Creating Minimal Subgroups in a List of Characters

periapt has asked for the wisdom of the Perl Monks concerning the following question:

OK, so here is a problem I am working on. I have an ordered list of statute numbers, along with charge level, charge degree and criminal category. The list is ordered by statute. I am looking to find the smallest grouping of a set of charges that will uniquely identify the set. For example

__DATA__
0024.118.3A F T TFF     
0024.118.3B F T TFF
0024.118.3C F T TFF
0024.118.3D F T TFF
0024.118.4  F F TFF

should (and does) produce the following groups

0024FT containing 0024.118.3A,B,C,D  TFF
0024FF containing 0024.118.4         TFF (coincidently)
the degree causes the change in grouping
[download]

The problem I'm having is in grouping when the statute has different degrees and/or categories. For example

Update: cleaned up code to make it more readable and configured it to run as a complete example

Update: Thanks to all for your comments. I have a working solution now. Go Monks ...

__DATA__
0039.04    N N OTH
0039.205.2 F T OTH
0039.205.6 F T TFF

should produce

0039NN       containing 0039.04    OTH
0039.205.2FT containing 0039.205.2 OTH
0039.205.6FT containing 0039.205.6 TFF
where the change in casetype changes the grouping

but instead the code produces

0039NN       containing 0039.04    OTH
0039.205.2FT containing 0039.205.2 OTH
0039FT       containing 0039.205.6 TFF
[download]

This is no good as it implies an overlap between the two statute/casetype pairs when there isn't.

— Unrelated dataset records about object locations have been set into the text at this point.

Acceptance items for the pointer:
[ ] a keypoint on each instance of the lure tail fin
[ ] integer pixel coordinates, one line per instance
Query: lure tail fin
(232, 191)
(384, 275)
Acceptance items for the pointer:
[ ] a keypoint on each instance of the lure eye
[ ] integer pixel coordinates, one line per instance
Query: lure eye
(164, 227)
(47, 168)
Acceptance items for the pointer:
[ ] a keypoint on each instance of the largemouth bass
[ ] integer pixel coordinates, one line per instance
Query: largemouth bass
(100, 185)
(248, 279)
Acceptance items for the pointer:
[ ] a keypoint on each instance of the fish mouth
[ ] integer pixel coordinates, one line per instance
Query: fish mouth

I need to somehow refer back to previous groups but only within a specific subset of the statute groups.

Update:
The grouping criteria is fairly straightforward. Statutes are not always reported exactly as they are written in the books. Since I am only interested in the criminal case types and not the statutes themselves, I would like to find the smalles portion of the statute that I can use to determine the case type. For example, all statutes that begin with 0024 and are third degree felonies can be placed in the TFF case type. There is a lower limit on the group size in that it must contain at least the first four characters (the chapter) of the statute being classified and may contain all of the characters. So, for my first example, 0024 is the smallest group I can find. On the other hand, for statutes in chapter 0039, there is no way to categorize the statute without using the complete statute value ie 0039.205.2 => OTH or 0039.205.6 => TFF.

Here is the code I have so far. Any suggestions will be most appreciated.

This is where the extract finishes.